Firms operating in the Buy Now, Pay Later (BNPL) space have faced their fair share of ups and downs. BNPL products offer new purchasing power to customers and boosted sales for businesses, but critics are calling for greater regulation in the space. Concerns over credit risk have been widely discussed, but should more attention be given to the threat of BNPL fraud?
Largely unregulated services such as BNPL are obvious targets for fraudsters. Synthetic identities can be used to make purchases and receive goods with no intention of repayment.
Individual and organised criminals are also increasingly perpetrating account takeover fraud on BNPL platforms, by extracting login information from users or even purchasing it on the Dark Web. The victim’s account can then be used to make a whole range of purchases.
In both cases, fraudulent transactions tend to take longer for the business or account holder to notice, due to the delayed payment model which forms the basis of BNPL. With fraudulent purchases long completed before being discovered, BNPL companies are refocusing on ensuring frictionless identity verification is achieved during the onboarding and authentication processes.
In its 2022 Digital Trust & Safety Index, Sift reports that fraud attacks on BNPL platforms have increased 54% year-on-year. Together with BNPL account credentials for sale on the dark web, reports of fraud-as-a-service (FaaS) schemes on secure messaging apps, such as Telegram, have also increased.
Rather than limiting their activity to the buying and selling of login information, criminals have begun to promote their ability to make purchases through stolen BNPL accounts, and then sell the goods on at a heavily discounted rate. FaaS is particularly lucrative when it comes to food delivery services, one reason for critics alarm at the propose Klarna and Deliveroo partnership.
One BNPL company reported a data breach in 2021 after customer data was reportedly left exposed by the company by accident, resulting in a temporary lockdown of their app. Hacks such as this increase the mounting pressure on the industry to maintain up-to-date cybersecurity measures.
The UK Government announced in 2021 that the Financial Conduct Authority (FCA) would soon be tasked with regulating BNPL firms. While many details about the exact level of regulation remain unclear, HM Treasury has said that new affordability checks will be required of BNPL players, including Klarna, Clearpay and Laybuy.

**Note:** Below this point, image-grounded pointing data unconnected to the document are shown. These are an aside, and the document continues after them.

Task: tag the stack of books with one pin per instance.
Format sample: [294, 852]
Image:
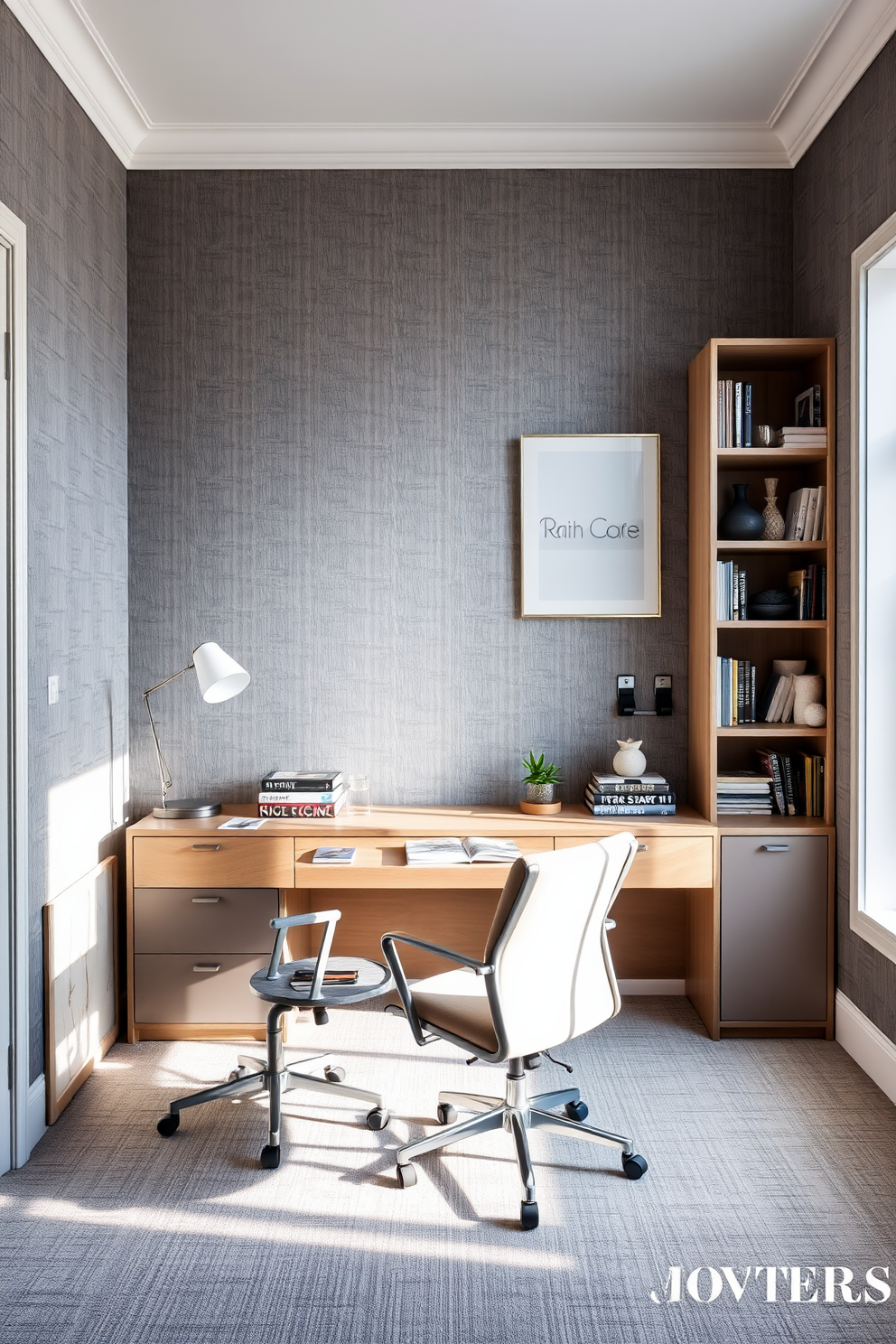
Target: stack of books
[731, 592]
[301, 793]
[810, 589]
[639, 796]
[797, 782]
[735, 415]
[805, 519]
[735, 693]
[743, 793]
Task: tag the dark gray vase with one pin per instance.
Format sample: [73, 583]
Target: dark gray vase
[742, 522]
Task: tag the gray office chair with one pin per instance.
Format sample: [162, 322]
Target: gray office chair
[273, 1076]
[547, 977]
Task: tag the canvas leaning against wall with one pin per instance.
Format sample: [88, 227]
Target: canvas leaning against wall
[590, 525]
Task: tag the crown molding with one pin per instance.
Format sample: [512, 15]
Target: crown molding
[461, 145]
[88, 70]
[77, 52]
[856, 33]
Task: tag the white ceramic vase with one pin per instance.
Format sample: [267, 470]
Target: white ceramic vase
[629, 760]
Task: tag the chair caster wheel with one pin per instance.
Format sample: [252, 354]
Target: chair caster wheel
[406, 1173]
[634, 1167]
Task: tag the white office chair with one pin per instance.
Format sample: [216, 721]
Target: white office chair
[547, 977]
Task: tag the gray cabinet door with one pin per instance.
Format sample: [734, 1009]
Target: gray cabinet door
[774, 928]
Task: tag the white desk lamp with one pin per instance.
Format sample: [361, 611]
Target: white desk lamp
[220, 677]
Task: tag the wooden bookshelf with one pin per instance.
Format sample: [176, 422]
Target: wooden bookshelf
[778, 371]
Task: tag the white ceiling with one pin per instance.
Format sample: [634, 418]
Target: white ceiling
[468, 84]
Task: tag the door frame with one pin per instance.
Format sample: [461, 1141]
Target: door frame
[13, 233]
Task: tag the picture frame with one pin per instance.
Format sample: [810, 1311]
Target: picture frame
[590, 526]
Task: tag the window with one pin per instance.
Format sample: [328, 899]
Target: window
[873, 595]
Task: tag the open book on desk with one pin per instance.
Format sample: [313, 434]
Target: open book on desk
[440, 851]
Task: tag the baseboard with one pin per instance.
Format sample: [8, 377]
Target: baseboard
[36, 1113]
[652, 986]
[867, 1043]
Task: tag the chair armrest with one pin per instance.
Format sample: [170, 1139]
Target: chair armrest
[388, 941]
[325, 917]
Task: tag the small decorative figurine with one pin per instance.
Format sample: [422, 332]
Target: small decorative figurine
[629, 760]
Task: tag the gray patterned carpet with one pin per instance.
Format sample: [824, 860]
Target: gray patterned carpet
[761, 1153]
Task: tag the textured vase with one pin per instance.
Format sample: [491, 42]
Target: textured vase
[771, 514]
[807, 690]
[742, 522]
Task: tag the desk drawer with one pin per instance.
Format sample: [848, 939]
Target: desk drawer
[665, 861]
[167, 988]
[220, 861]
[217, 919]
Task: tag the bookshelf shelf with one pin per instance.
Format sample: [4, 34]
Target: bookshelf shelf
[778, 895]
[771, 730]
[746, 547]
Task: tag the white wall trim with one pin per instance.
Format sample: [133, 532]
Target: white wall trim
[854, 38]
[36, 1113]
[86, 69]
[77, 51]
[652, 986]
[462, 145]
[14, 234]
[868, 1046]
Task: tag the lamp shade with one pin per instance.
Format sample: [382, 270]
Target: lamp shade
[219, 677]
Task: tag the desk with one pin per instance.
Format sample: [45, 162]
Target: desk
[199, 903]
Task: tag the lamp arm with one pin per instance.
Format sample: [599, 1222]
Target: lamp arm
[163, 763]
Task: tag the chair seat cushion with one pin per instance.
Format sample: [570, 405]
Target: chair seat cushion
[455, 1002]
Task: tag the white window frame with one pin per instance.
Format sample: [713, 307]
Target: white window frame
[862, 921]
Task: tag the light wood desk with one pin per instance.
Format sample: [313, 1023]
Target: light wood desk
[199, 903]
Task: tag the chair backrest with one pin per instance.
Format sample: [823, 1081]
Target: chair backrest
[554, 976]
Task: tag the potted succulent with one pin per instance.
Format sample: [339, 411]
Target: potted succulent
[540, 779]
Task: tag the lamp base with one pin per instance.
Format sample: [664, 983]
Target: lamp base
[182, 809]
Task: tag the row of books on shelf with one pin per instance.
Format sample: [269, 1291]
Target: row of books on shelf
[736, 418]
[809, 588]
[791, 785]
[301, 793]
[639, 796]
[807, 512]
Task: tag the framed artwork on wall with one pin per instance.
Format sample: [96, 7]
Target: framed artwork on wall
[590, 525]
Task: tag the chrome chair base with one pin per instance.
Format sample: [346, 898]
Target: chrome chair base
[516, 1112]
[254, 1077]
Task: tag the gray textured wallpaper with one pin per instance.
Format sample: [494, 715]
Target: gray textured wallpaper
[328, 378]
[61, 178]
[844, 189]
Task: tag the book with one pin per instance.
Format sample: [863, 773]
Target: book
[300, 811]
[631, 809]
[331, 977]
[626, 798]
[449, 850]
[289, 781]
[301, 795]
[335, 854]
[630, 784]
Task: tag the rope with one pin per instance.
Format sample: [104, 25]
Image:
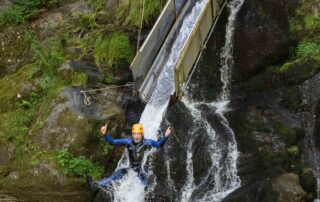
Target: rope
[141, 23]
[105, 88]
[87, 99]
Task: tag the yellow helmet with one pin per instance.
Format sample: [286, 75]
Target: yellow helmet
[137, 128]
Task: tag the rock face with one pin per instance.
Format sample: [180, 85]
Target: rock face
[70, 122]
[262, 35]
[288, 188]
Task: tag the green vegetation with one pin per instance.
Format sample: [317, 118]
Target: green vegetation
[309, 48]
[129, 12]
[22, 10]
[78, 166]
[112, 49]
[293, 150]
[97, 5]
[305, 21]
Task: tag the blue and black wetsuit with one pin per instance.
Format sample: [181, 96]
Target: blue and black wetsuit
[135, 153]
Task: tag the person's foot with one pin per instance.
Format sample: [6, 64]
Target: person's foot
[92, 184]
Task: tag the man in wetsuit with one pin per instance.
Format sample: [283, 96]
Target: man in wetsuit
[135, 146]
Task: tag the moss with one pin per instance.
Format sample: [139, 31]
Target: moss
[112, 49]
[305, 21]
[78, 165]
[129, 12]
[299, 70]
[14, 82]
[23, 10]
[79, 79]
[310, 47]
[288, 134]
[291, 98]
[97, 5]
[293, 150]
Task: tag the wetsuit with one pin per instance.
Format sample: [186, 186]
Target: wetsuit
[135, 153]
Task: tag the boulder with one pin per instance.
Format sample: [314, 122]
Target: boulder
[289, 189]
[71, 123]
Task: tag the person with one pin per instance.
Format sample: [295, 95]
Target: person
[135, 146]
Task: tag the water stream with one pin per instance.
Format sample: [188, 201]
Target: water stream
[221, 177]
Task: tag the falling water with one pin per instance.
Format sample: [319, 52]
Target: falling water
[224, 171]
[312, 153]
[227, 51]
[130, 188]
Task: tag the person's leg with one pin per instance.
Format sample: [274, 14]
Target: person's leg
[143, 177]
[118, 174]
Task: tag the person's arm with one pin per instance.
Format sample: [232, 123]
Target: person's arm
[160, 142]
[156, 144]
[116, 142]
[110, 140]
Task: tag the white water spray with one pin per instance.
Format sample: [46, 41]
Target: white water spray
[225, 178]
[226, 55]
[130, 188]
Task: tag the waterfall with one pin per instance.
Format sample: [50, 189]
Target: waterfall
[227, 51]
[312, 153]
[130, 188]
[223, 169]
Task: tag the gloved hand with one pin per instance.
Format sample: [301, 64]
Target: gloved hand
[104, 129]
[168, 132]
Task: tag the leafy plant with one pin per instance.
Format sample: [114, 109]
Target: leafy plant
[97, 5]
[25, 104]
[22, 10]
[112, 49]
[78, 166]
[308, 49]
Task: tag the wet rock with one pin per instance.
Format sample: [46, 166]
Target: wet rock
[70, 123]
[262, 37]
[14, 51]
[288, 188]
[68, 70]
[6, 154]
[308, 181]
[7, 198]
[283, 188]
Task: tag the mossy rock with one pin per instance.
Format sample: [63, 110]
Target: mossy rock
[316, 132]
[19, 85]
[308, 181]
[288, 187]
[295, 72]
[68, 130]
[306, 21]
[14, 51]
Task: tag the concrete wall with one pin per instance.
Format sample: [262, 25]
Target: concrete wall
[194, 44]
[149, 50]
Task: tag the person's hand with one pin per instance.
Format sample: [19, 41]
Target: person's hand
[168, 132]
[104, 129]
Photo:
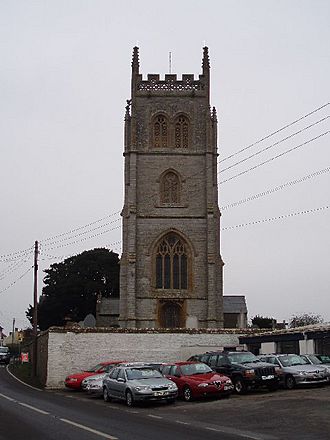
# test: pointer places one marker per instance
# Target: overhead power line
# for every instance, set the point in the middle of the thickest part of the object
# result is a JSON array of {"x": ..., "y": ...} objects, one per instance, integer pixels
[
  {"x": 191, "y": 176},
  {"x": 82, "y": 227},
  {"x": 11, "y": 255},
  {"x": 47, "y": 245},
  {"x": 12, "y": 268},
  {"x": 274, "y": 132},
  {"x": 14, "y": 282},
  {"x": 274, "y": 157},
  {"x": 84, "y": 239},
  {"x": 277, "y": 188},
  {"x": 272, "y": 219},
  {"x": 273, "y": 145}
]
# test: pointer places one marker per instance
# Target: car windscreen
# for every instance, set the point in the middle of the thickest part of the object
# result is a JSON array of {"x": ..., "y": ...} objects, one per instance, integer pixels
[
  {"x": 325, "y": 359},
  {"x": 314, "y": 359},
  {"x": 243, "y": 358},
  {"x": 142, "y": 373},
  {"x": 292, "y": 360},
  {"x": 94, "y": 369},
  {"x": 191, "y": 369}
]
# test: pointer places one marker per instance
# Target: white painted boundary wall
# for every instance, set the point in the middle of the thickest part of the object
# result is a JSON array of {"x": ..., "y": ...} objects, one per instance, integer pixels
[{"x": 70, "y": 352}]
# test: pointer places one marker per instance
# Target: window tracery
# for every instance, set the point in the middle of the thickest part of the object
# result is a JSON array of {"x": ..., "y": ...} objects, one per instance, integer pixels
[
  {"x": 181, "y": 132},
  {"x": 160, "y": 128},
  {"x": 170, "y": 188},
  {"x": 172, "y": 263}
]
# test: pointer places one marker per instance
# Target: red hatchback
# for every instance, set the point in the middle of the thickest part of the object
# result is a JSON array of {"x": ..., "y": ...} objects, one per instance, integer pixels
[
  {"x": 196, "y": 379},
  {"x": 74, "y": 380}
]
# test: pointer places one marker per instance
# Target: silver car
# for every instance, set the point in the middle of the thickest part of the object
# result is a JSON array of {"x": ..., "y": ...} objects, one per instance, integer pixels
[
  {"x": 297, "y": 371},
  {"x": 94, "y": 384},
  {"x": 133, "y": 383},
  {"x": 314, "y": 359}
]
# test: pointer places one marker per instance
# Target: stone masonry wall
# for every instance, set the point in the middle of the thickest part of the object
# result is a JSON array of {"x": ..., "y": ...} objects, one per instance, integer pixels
[{"x": 70, "y": 351}]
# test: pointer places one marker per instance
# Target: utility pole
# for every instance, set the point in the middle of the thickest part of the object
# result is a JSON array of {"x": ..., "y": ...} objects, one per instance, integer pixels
[
  {"x": 35, "y": 308},
  {"x": 13, "y": 334},
  {"x": 35, "y": 290}
]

The industry is planning for this major shift. And the push for BNPL firms to face more regulation is not isolated to the UK, with the United States Consumer Financial Protection Bureau currently debating whether the sector needs to see new rules come into place.
As we enter 2023, BNPL clearly has some challenges to overcome. The leading names need to make changes in advance of the proposed FCA regulation that is expected to come into effect in 2024. Yet, many core metrics related to the BNPL industry remain very positive going forward.
Younger consumers are especially interested in accessing BNPL services with more than half of Millennials using a BNPL product or service. Research from GlobalData forecasts that the sector will grow by over 33% each year until at least 2026, in large part due to the continuing popularity of online shopping and the benefits of BNPL.
Providers across the BNPL ecosystem will need to implement stronger defences against evolving attacks, without sacrificing the frictionless service which has made BNPL so popular with a growing number of customers. While some uncertainty exists around the exact nature of future BNPL regulation, the sector benefits from having several strong trends supporting it as 2023 begins.